Rose reacted much as he would have expected, being Jackie's daughter. "No! I'm not leaving him!"
No surprisingly, the moment those words left her lips, Jackie finally woke from her stupor, digging her heels in just as firmly. "I'm not going without her!"
Pete resisted the urge to swear, loudly, and chose instead to pin them both with his best, Torchwood director glare. "Oh my God, we're going!"
He should have know that whatever world she was from, Jackie Tyler was not going to give into him without an argument. Blue eyes blazed up at him, irritation flaring. "I've had twenty years without you, so button it! I'm not leaving her."
That hurt...more than Pete wanted to admit. In the heat of the moment, he'd not considered how she'd take it. Twenty years without him, and she'd done just fine.
But it was Rose who came in to save the day. She turned her mother around to face he. "You've got to go," she told her firmly.
Rose was clearly not going to be much more successful than Pete had been. Jackie's chin jutted as she stared at her daughter as if she'd asked for an extra pudding at dinner. "Well, that's tough!"
"Mum," Rose protested as Jackie's voice rose over the faint voice of the computer's warning. She heaved a great sigh, meeting her mother's anger with a determined look, voice trembling with tears. "I've had a life with you for nineteen years! But then I met the Doctor and...all the things I've seen him do for me. For you! For all of us! For the whole stupid planet and every planet out there. He does it alone, Mum!"

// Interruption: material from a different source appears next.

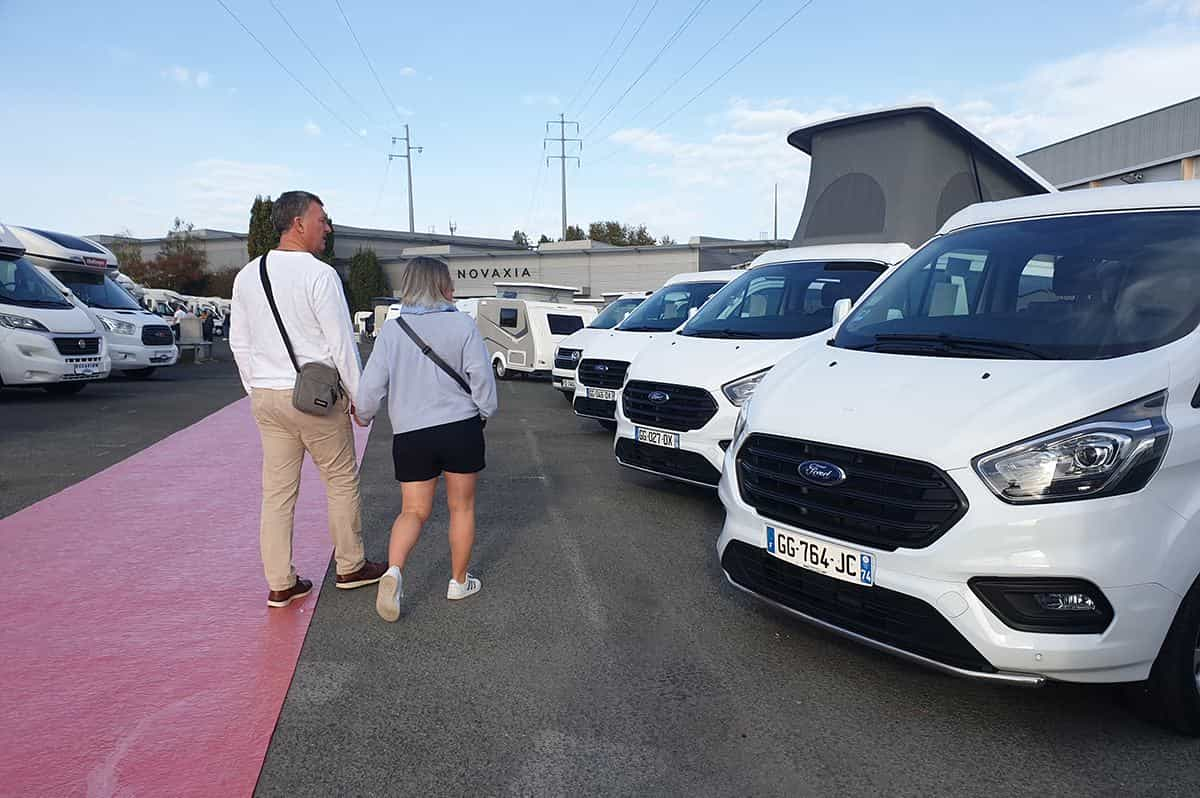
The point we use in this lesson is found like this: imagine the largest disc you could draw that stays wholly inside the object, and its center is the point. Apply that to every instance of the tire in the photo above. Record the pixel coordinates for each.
(1174, 687)
(64, 389)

Just over Rose's shoulder, Pete could see the Doctor watching. His great, dark eyes were so sad, filled with hurt and loss, as he watched this girl speaking about him. Even so, he fumbled in his coat pocket, the impossible thing, pulling out of it a jumper on its chain. Pete watched it, knew what he was doing, and wondered vaguely where he'd nicked the spare one, and how he'd gotten it in there.

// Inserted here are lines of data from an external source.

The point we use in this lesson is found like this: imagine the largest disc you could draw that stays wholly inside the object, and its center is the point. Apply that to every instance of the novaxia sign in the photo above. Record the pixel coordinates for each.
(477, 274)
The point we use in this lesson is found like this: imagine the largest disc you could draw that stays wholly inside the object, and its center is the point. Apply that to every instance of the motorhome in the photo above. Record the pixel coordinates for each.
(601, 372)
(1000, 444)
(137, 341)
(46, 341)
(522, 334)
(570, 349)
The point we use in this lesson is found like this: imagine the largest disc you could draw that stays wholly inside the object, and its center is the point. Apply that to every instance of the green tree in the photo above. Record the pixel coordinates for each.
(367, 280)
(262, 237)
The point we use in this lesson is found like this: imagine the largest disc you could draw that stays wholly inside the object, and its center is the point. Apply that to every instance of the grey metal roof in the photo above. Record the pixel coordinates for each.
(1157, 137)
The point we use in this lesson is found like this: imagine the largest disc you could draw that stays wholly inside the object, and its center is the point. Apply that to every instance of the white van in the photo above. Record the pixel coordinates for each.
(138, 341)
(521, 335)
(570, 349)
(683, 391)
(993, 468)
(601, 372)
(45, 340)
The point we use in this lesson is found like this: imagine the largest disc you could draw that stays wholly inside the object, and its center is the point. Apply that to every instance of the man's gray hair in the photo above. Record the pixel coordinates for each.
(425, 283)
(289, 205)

He also knew exactly what the Doctor was going to do, and he prayed to God it worked.
"But not anymore," Rose continued with more confidence as she backed away slowly, her chin lifting. "'Cause now he's got me!"
In one, swift movement, the Doctor had the jumper around Rose's neck. Even as the girl turned around to protest, Pete snagged Jackie's jumper and pushed as he pressed his own.
The world faded away to nothing. When Pete blinked his eyes again, he stood in the same room, or nearly so, but this one clearly not in the other world. The clutter and mess, the silence of it, all spoke to it being his own world, his own home.
And there stood Mickey, Jake, and Jackie...and with her Rose. And the young woman was furious. She took one, quick look around.
"Oh no you don't," she muttered to no one there. Clearly she was muttering it to the man who, till just a minute ago, was standing beside her. "He's not doing that to me again."
Before either of them could stop her, Rose pressed her jumper and was gone.